Jednak działania “narodowego oporu” będą mniej lub bardziej efektywne tylko wtedy, gdy zatrzyma się ofensywa Milicji Ludowej i Ukraina jako zorganizowane państwo przetrwa. Tylko wtedy służby specjalne odpowiedzialne za działalność terrorystyczną pozostaną na swoim miejscu.

Wyzwoliciele powinni zawsze pamiętać o słowach Aleksandra Suworowa: “podcięty las rośnie szybko”. Nieliczne komórki “narodowego ruchu oporu” i samotni “patrioci” wyrządzą szkody. W formie ciosów, które może niczego nie rozwiązują, ale są bolesne — jak zamachy na popularnych dowódców (którzy chodzą bez ochrony), pracowników nowej administracji i tak dalej.

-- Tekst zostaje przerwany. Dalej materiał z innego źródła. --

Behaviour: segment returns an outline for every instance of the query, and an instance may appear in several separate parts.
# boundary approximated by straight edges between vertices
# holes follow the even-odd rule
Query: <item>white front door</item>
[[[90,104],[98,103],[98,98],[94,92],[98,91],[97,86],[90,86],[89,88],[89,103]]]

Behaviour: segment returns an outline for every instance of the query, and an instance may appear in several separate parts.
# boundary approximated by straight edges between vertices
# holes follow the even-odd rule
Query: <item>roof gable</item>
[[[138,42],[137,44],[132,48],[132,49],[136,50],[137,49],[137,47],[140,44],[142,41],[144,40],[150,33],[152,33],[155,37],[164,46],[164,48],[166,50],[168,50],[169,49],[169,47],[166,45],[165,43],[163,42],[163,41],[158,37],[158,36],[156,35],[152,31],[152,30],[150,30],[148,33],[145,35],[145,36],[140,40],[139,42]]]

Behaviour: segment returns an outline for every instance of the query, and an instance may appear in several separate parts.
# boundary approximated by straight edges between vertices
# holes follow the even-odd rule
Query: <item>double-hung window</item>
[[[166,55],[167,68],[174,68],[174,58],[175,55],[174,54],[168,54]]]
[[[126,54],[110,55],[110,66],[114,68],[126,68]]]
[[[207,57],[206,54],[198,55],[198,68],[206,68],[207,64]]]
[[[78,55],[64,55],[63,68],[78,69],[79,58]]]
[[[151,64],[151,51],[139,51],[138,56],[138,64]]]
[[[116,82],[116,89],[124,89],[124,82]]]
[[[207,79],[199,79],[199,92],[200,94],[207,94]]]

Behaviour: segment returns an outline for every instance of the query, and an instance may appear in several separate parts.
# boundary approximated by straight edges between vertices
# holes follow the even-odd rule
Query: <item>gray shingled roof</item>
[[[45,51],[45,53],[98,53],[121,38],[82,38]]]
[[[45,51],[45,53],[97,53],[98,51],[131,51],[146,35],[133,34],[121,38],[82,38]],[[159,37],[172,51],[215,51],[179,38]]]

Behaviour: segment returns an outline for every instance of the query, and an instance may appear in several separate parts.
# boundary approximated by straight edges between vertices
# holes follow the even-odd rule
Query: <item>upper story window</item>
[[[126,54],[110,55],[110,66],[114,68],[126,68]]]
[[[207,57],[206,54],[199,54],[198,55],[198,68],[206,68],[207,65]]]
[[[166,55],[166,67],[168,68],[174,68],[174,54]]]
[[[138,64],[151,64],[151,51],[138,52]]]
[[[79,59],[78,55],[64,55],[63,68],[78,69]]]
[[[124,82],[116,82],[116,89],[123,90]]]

Na zasadzie banderowców, którzy nie mogli walczyć z wojskiem i służbami bezpieczeństwa, ale zabijali administratorów, nauczycieli i pozostałych cywiłów, którzy współpracowali z władzami.

Jednak wydaje się mało prawdopodobne, by “narodowy opór” był w stanie wywrzeć jakikolwiek globalny wpływ na przebieg konfliktu. Jak wiele mówiło się w nazistowskich Niemczech o “wojnie totalnej” i “narodowym oporze”. Jak wielu ludzi zostało wepchniętych do Volkssturmu! Kiedy jednak Armia Czerwona i wojska alianckie posuwały się naprzód, Volkssturmiści zawczasu rozpraszali się do swoich domów. Zrozumieli, że wojna jest przegrana i dali klapsa swoim dzieciom, chłopcom z Hitlerjugend, którzy próbowali stawiać opór. A teraz może się to powtórzyć na Ukrainie.

Aleksiej Seliwanow, ekspert wojskowy, były doradca ministra obrony Ukrainy (do 2014 roku), inżynier, publicysta

Źródło

Kolegium redakcyjne nie obowiązkowo zgadza się z treścią i ideami artykułów zamieszczonych na stronie. Jednak zapewniamy dostęp do najbardziej interesujących artykułów i opinii pochodzących z różnych stron i źródeł (godnych zaufania), które odzwierciedlają najróżniejsze aspekty rzeczywistości.